Internet of things (IoT)

Every kitchen has had its walk-in freezer accidentally left open overnight at least once, just like every chef has forgotten to check the oil level in a cooking vessel during a busy shift. An expectation of these kinds of mishaps is built into the mindset of restaurant managers, but the internet of things is working on changing that. 

IoT refers to the vast network of devices in the world, from sensors to satellites, that are capable of connecting with one another. In a kitchen, it might include everything from deep fryers and food processors to fridge doors and dishwashers. The outcome of such high connectivity is the ability to monitor kitchen ecosystems as a whole. This means not only having the data to support decision-making in real-time scenarios but also the data to better understand operations from a bird’s-eye view, including things like peak energy and equipment usage.

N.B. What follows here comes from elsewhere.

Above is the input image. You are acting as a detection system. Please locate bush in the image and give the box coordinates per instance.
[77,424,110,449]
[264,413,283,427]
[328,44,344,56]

Restaurant Technologies uses data about cooking oil usage to drive dynamic distribution, making it possible to only deliver oil at the times when customers need it. That same data allows for real-time usage analysis, which means a restaurant manager can be informed immediately via text if too much oil is being used. Operating a fryer might seem simple from an outside perspective, of course, but in reality, it has a huge impact on efficiency and food quality. Even with the relatively small amount of data we collect, it’s possible for us to help customers manage those factors by doing things like monitoring fryer filtration and providing alerts about operating procedure deviations—all made possible via the IoT.

In a nutshell, then, the IoT is what makes AI and cloud software such potent and useful technologies for restaurant operators. Without it, implementing AI in most back-of-house processes would be virtually impossible, and cloud kitchens would still be a pipe dream. As it stands, IoT technology has assisted in some major successes for quick-service restaurants and promises to play an even bigger part in the future. 

Want fries with that combo?

By now it’s probably obvious that these technologies are closely interlinked and that none of them without the others would have the same impact. It’s this synergy that makes them so powerful and so necessary for restaurants to adopt the innovative mindset that they are a product of. Whether they take the form of point-of-sale software, kitchen display screens, or an ERP suite, the sum of their influence is much greater than its parts. 

It’s not just about making things easier on chefs or BOH managers. It’s about trimming margins by increasing safety, eliminating data entry, and raising overall efficiency. It’s about making restaurants more sustainable by reducing food waste, improving supply chain and inventory control, and data-based energy management. In a nutshell, it’s about better business in an age where it’s not only possible but necessary. Put simply, tomorrow’s back-of-house looks a lot different than yesterday’s—and you can have it today, if you want. 

P.S. We didn’t even discuss one of the coolest things on the restaurant horizonkitchen robotics! But don’t worry, we’ll come back to it another day. This is the first in a series of articles exploring game-changing restaurant tech.